FAA Issues New Flight Simulator Regulations

Thursday, April 14, 2016

Since the 1970s, the Federal Aviation Administration (FAA) has gradually expanded the permitted use of flight simulation for training. Two new agency rules dealing with simulators and aviation training devices will improve airline pilots’ response to a number of unusual situations they may encounter, and give pilots more credit toward the requirements for an instrument rating.

The rule published on March 30 sets new standards for flight simulator evaluation and qualification. The new standards are designed to make simulator training and testing more accurate and realistic in scenarios involving stalls, upset recognition and recovery techniques, maneuvers in icing conditions, takeoffs and landings in gusting crosswinds, and bounced landing recovery. The FAA required training for most of these maneuvers in a rule published on November 12, 2013.

The new rule also addresses a possible lack of simulator fidelity identified in several NTSB safety recommendations and provides greater harmonization with international guidance for flight simulator training.

The FAA anticipates companies will begin modifying simulators as soon as data packages are available. The agency estimated one-third of simulators to be used for the new training will be modified in each of the next three years. Air carriers must develop training programs using simulators that meet the upgraded requirements by March 12, 2019.

In a final rule published on April 11, the agency increases the aviation training device (ATD) hours pilots can credit toward an instrument rating. The FAA now allows up to 10 hours credit in a basic aviation training device and up to 20 hours in an advanced aviation training device, not to exceed a maximum of 20 total hours under part 61. The previous maximum allowance was 10 hours in an FAA-approved aviation training device.
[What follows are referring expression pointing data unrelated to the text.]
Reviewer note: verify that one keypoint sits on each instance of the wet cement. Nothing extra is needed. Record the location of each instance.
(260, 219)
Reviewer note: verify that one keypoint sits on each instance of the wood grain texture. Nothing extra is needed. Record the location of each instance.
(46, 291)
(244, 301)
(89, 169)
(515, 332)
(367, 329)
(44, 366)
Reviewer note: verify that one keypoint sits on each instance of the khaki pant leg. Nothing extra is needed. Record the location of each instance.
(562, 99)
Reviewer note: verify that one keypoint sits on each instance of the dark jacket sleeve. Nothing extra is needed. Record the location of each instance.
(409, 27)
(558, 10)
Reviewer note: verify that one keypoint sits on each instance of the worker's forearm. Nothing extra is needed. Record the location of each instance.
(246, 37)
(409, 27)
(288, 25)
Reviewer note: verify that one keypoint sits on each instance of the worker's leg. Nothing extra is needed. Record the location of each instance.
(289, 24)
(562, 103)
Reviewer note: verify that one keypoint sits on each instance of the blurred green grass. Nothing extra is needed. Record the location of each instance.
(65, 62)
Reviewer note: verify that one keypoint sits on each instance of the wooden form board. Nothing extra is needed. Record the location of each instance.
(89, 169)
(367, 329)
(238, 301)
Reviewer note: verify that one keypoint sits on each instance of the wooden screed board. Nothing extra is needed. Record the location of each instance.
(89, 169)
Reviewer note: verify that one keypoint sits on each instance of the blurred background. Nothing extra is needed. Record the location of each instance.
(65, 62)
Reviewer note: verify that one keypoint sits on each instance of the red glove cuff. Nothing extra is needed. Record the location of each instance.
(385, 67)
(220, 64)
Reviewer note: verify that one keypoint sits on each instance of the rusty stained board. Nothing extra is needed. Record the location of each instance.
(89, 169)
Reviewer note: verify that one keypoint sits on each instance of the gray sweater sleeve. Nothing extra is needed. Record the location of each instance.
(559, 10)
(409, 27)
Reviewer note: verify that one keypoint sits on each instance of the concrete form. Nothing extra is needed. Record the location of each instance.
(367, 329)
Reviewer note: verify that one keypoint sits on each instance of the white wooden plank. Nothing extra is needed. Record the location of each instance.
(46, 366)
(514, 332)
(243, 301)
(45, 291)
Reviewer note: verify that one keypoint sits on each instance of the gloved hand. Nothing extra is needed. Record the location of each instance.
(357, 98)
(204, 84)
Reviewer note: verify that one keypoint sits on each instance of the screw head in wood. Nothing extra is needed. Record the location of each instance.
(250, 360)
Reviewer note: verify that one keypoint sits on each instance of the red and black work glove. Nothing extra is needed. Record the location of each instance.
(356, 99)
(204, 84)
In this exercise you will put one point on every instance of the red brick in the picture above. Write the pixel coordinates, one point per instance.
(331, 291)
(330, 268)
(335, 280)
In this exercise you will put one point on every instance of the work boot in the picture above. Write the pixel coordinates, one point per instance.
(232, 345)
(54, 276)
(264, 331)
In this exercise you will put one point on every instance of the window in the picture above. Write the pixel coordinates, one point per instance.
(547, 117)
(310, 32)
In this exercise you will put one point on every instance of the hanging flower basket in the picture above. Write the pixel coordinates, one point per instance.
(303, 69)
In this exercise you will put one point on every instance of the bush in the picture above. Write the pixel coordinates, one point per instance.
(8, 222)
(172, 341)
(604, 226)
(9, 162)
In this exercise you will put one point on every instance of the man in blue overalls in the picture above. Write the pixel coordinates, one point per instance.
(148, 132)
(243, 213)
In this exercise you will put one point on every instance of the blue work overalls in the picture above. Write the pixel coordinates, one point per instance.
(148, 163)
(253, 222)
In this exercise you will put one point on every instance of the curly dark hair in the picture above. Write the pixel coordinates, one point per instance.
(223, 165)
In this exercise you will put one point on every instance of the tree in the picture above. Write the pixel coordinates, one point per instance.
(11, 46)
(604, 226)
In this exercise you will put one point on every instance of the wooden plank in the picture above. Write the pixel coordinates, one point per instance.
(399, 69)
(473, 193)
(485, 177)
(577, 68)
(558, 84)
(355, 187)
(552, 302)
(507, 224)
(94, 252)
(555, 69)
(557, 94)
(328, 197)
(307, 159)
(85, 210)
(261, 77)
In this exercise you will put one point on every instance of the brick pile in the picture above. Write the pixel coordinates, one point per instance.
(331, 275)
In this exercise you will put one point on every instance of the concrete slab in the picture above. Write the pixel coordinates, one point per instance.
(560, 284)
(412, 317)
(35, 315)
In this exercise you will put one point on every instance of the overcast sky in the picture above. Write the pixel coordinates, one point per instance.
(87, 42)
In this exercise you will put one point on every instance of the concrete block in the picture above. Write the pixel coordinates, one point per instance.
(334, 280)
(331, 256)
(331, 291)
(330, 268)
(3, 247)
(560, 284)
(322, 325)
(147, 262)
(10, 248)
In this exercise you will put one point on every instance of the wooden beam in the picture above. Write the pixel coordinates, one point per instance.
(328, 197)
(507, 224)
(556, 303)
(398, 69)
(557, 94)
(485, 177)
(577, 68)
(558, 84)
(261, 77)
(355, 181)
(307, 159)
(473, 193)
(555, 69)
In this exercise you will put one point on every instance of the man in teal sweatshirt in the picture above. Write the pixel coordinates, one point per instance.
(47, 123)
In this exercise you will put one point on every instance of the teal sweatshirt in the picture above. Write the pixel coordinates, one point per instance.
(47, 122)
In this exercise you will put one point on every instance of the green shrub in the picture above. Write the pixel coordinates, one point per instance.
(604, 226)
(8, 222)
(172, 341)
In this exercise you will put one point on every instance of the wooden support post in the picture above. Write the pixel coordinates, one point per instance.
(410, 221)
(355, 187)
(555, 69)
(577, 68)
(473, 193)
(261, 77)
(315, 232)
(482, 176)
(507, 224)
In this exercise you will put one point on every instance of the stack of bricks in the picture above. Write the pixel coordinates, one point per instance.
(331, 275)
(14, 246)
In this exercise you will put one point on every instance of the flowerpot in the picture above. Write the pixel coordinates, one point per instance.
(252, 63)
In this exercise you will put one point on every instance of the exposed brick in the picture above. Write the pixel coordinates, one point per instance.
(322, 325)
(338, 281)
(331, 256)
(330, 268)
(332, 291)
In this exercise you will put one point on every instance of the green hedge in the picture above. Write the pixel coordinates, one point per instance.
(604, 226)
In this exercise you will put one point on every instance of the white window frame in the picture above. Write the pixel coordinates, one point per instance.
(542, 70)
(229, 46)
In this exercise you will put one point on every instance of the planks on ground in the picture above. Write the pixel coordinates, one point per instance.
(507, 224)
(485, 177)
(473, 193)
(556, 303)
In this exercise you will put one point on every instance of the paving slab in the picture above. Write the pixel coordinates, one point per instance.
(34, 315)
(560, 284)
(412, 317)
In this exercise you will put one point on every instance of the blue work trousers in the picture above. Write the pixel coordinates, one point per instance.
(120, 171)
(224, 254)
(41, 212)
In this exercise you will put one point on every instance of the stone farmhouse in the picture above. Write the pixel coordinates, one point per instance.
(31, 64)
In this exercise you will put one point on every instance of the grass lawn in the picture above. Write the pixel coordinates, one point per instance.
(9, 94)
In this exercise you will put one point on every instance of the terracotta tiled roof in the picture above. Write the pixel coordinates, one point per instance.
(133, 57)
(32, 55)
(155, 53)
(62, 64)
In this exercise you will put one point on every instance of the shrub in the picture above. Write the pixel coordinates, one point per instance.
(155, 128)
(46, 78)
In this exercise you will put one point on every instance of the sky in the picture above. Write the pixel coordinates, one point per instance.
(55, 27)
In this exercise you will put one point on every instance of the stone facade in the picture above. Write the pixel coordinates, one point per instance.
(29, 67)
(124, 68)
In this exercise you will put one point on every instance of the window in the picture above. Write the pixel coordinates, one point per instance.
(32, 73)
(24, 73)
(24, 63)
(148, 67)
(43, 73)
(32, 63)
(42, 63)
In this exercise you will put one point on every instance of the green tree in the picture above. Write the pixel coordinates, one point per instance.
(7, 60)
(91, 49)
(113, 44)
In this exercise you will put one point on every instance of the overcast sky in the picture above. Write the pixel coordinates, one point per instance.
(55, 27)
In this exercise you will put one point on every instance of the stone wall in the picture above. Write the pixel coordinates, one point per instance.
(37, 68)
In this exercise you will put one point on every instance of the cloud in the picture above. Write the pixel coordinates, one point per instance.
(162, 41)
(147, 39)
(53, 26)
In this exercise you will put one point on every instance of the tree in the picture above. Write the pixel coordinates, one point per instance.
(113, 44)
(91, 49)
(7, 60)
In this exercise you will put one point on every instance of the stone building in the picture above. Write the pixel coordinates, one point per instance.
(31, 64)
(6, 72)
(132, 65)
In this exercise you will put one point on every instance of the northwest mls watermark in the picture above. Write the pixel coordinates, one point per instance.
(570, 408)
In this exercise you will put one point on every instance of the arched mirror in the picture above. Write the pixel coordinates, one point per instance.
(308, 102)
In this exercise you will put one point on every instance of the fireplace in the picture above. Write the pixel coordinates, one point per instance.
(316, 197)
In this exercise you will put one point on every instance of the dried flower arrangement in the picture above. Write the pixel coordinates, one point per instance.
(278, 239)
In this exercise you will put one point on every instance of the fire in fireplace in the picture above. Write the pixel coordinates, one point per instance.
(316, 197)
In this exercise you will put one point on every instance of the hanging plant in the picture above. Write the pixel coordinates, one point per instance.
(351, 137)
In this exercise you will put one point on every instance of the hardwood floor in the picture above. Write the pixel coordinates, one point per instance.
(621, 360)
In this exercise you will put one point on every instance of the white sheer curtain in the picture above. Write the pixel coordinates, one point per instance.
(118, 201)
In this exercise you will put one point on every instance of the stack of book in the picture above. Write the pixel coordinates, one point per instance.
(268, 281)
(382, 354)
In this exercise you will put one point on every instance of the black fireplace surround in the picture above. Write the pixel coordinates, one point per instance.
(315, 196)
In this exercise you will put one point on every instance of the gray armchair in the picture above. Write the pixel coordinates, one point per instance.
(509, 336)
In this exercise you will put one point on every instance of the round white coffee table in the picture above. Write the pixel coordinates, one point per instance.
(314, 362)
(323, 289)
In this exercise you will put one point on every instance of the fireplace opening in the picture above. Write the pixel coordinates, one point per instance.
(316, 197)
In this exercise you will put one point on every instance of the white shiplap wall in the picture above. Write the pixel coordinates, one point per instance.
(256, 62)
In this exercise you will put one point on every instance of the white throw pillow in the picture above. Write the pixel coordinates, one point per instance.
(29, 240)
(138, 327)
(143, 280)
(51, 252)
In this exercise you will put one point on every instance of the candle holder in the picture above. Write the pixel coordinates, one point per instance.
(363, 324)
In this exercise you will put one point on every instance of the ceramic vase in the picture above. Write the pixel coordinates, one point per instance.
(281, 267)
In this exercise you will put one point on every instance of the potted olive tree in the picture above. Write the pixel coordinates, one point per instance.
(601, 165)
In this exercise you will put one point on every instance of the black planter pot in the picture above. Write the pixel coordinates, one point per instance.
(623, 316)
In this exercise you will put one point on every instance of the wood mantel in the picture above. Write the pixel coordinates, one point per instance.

A basic aviation training device is not required to have a visual system, GPS moving map, autopilot or independent instructor control station. An advanced aviation training device must have these additional features, and a few other aircraft-specific functions. Basic aviation training devices may only be used for training specific to the private pilot certificate instrument rating requirements. Advanced aviation training devices can be used to satisfy training for higher-level certification such as flight instructor, commercial pilot and airline transport pilot.

The FAA also is changing 141 pilot school regulations to allow more ATD credit toward the 35 hours training needed for an instrument rating. Pilot School graduates may now apply up to 8.75 hours credit for training in a basic aviation training device and up to 14 hours in an advanced aviation training device, subject to a 14-hour total credit. The previous rule limited credit in any ATD to 3.5 hours for the instrument rating.